Total protein extracts were obtained from musculus gastrocnemius to detect MCP-1. Tissue was homogenised using a Tissuelyser II (Qiagen) in protein extraction buffer without bromophenol blue (62.5 mmol/l Tris HCl, pH 6.8, 2% SDS, 10% glycerol and 10 mmol/l dithiothreitol) and protein concentration was measured using Bradford protein assay. Protein (50 μg) was boiled, subjected to SDS-PAGE and proteins transferred to nitrocellulose membrane (Immobilon; Millipore, Billerica, MA, USA). Membranes were blocked and incubated with anti-MCP-1 (R17; Santa Cruz, Dallas, TX, USA) and anti-Actin (Sigma Aldrich, St Louis, MO, USA).
To obtain total protein extracts from musculus gastrocnemius to detect phospho-Akt, tissue was homogenised using a Tissuelyser II (Qiagen) in protein extraction buffer with phosphatase inhibitors (50 mmol/l Tris HCl, pH 4.7, 1 mmol/l EDTA, 150 mmol/l NaCl, 1% NP40, 0.25% sodium deoxycholate, 2 mmol/l sodium orthovanadate and 5 mmol/l sodium fluoride, containing freshly added protease inhibitor cocktail [Roche Applied Science, Penzberg, Germany]). After being centrifuged at 20,800 g for 10 min at 4°C, supernatant fractions were collected and 50 μg of protein was boiled with Laemmli sample buffer. The protein was subjected to SDS-PAGE and transferred to a polyvinylidene difluoride membrane (Immobilon; Millipore). Membranes were blocked and incubated with anti-Akt (in house), anti-phospho-Akt (Ser473) (Cell Signaling Technology, Danvers, MA, USA) and anti-Actin (Sigma Aldrich). Quantification was carried out using ImageJ 1.49m (http://imagej.nih.gov).

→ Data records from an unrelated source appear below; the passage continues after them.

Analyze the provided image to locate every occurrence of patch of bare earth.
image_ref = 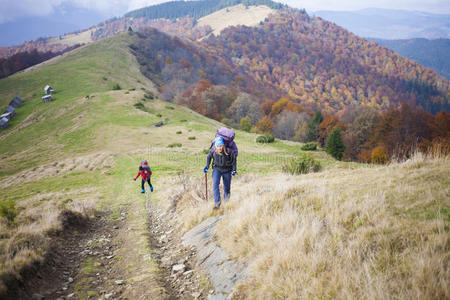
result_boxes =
[146,201,214,299]
[2,197,209,300]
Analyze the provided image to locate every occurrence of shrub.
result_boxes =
[282,155,322,175]
[167,143,182,148]
[0,200,19,224]
[256,134,275,144]
[300,143,317,151]
[134,102,145,111]
[144,91,155,100]
[370,146,388,164]
[326,127,345,160]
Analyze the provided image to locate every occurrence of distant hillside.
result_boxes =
[197,4,275,35]
[372,39,450,79]
[313,8,450,39]
[125,0,283,20]
[0,3,107,50]
[135,9,449,118]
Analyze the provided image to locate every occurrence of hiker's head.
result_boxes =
[214,136,225,147]
[214,136,227,154]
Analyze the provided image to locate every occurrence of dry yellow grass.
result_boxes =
[170,155,450,299]
[48,30,92,46]
[197,4,274,35]
[0,189,97,293]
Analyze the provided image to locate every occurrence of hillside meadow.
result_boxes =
[0,34,450,299]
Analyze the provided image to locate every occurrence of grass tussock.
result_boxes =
[0,193,96,295]
[172,155,450,299]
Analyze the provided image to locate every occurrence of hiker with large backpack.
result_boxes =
[134,160,153,193]
[203,127,238,209]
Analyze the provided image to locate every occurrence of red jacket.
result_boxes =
[134,169,152,180]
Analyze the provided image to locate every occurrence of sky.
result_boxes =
[0,0,450,24]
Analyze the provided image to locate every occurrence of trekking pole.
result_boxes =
[205,173,208,202]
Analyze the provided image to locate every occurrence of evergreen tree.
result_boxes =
[307,110,323,142]
[326,127,345,160]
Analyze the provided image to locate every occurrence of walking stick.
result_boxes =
[205,173,208,202]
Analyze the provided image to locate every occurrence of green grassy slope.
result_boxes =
[0,34,334,298]
[0,34,449,299]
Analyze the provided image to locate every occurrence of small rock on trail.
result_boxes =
[182,217,247,300]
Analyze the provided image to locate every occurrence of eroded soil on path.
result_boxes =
[8,201,210,300]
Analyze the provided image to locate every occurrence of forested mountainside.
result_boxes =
[124,0,283,20]
[132,9,449,114]
[371,39,450,79]
[131,9,450,161]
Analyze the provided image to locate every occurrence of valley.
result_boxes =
[0,1,450,300]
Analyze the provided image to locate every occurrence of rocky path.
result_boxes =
[146,201,207,299]
[14,190,245,300]
[19,201,214,300]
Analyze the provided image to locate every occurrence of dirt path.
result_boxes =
[10,198,209,300]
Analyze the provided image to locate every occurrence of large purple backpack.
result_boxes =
[211,127,238,156]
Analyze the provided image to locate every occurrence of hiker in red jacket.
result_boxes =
[134,160,153,193]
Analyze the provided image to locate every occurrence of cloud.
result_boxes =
[0,0,450,23]
[279,0,450,14]
[0,0,167,23]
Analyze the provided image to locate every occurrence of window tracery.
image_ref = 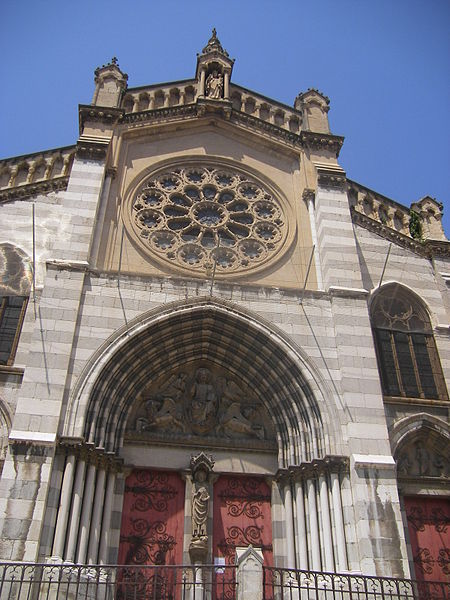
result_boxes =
[131,165,287,274]
[371,285,448,400]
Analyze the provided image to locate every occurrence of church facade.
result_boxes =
[0,31,450,596]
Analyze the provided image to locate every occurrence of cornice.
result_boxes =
[350,206,450,258]
[300,131,344,158]
[118,98,344,156]
[317,166,347,190]
[78,104,125,134]
[76,138,109,160]
[120,104,197,124]
[0,175,69,204]
[230,109,301,147]
[276,456,350,482]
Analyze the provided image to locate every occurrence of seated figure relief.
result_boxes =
[128,366,273,441]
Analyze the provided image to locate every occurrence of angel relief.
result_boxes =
[128,366,274,445]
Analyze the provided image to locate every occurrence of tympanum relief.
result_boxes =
[127,365,274,449]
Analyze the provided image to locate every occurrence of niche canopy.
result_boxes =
[128,161,289,275]
[196,29,234,100]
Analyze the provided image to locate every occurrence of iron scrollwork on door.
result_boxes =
[125,470,177,512]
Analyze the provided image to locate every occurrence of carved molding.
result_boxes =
[350,207,450,258]
[121,103,197,124]
[300,131,344,158]
[276,456,350,481]
[78,104,125,133]
[58,437,123,472]
[317,168,347,190]
[76,139,109,160]
[0,175,69,203]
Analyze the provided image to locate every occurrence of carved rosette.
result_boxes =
[127,164,289,276]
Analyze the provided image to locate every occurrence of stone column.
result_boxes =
[295,479,308,570]
[98,471,116,565]
[306,477,321,571]
[65,457,86,562]
[330,473,347,572]
[77,458,97,564]
[87,467,106,565]
[52,454,76,560]
[283,478,295,569]
[198,67,206,98]
[319,473,334,573]
[223,71,230,100]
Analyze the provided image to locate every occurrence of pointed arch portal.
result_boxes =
[65,298,338,468]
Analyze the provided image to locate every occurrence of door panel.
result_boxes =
[213,475,273,600]
[404,496,450,582]
[118,469,185,600]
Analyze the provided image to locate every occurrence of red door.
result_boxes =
[118,469,184,599]
[404,496,450,582]
[213,475,273,599]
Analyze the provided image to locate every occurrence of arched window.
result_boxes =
[371,285,448,400]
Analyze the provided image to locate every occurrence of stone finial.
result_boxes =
[202,27,229,57]
[294,88,330,133]
[195,29,234,100]
[411,196,447,241]
[189,452,214,480]
[92,56,128,107]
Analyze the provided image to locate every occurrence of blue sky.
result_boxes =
[0,0,450,237]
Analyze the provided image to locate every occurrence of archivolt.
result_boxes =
[64,299,338,468]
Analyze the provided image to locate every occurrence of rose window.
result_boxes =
[132,166,287,274]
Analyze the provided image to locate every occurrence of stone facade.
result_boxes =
[0,32,450,577]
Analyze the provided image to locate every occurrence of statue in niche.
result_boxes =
[189,452,214,563]
[397,452,411,475]
[192,471,210,538]
[415,442,430,475]
[206,70,223,100]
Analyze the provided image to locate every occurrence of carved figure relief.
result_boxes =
[206,70,223,100]
[128,365,274,446]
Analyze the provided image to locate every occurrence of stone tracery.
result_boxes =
[132,165,287,274]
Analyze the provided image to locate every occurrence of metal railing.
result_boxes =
[0,563,237,600]
[0,562,450,600]
[263,567,450,600]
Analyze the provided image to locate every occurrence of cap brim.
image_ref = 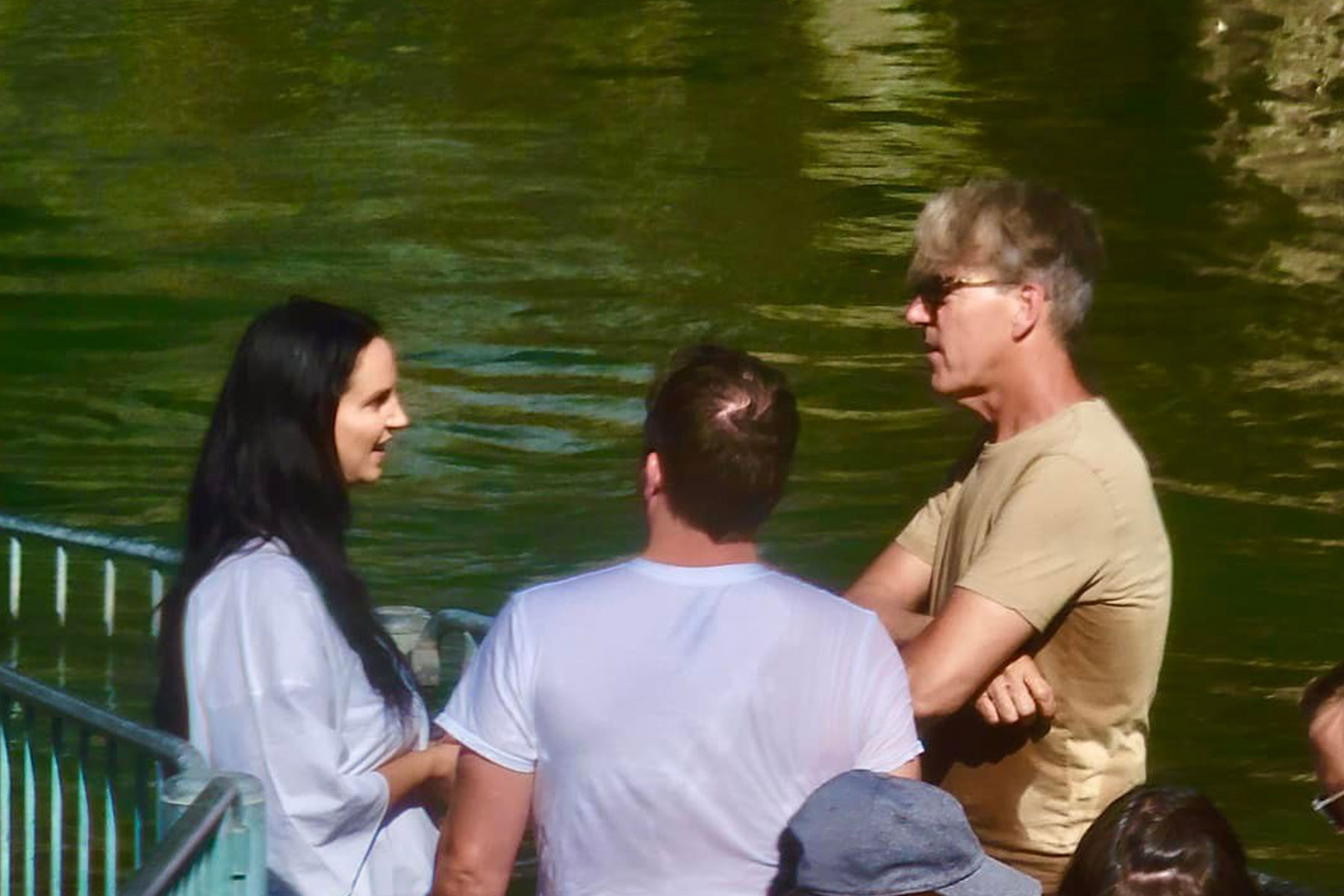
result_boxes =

For statistical analysis Student’s t test was used. Data are means ± SEM and p < 0.05 is considered statistically significant. One mouse from the WT group, fed HFD, was excluded from subsequent analysis because it was mistakenly injected with a higher dose of insulin during the insulin tolerance test. Some qPCR data on gene expression were excluded from the results section because the genes were expressed at a low level, with Ct values greater than 32 in both the WT and Mcp-1-Tg mice.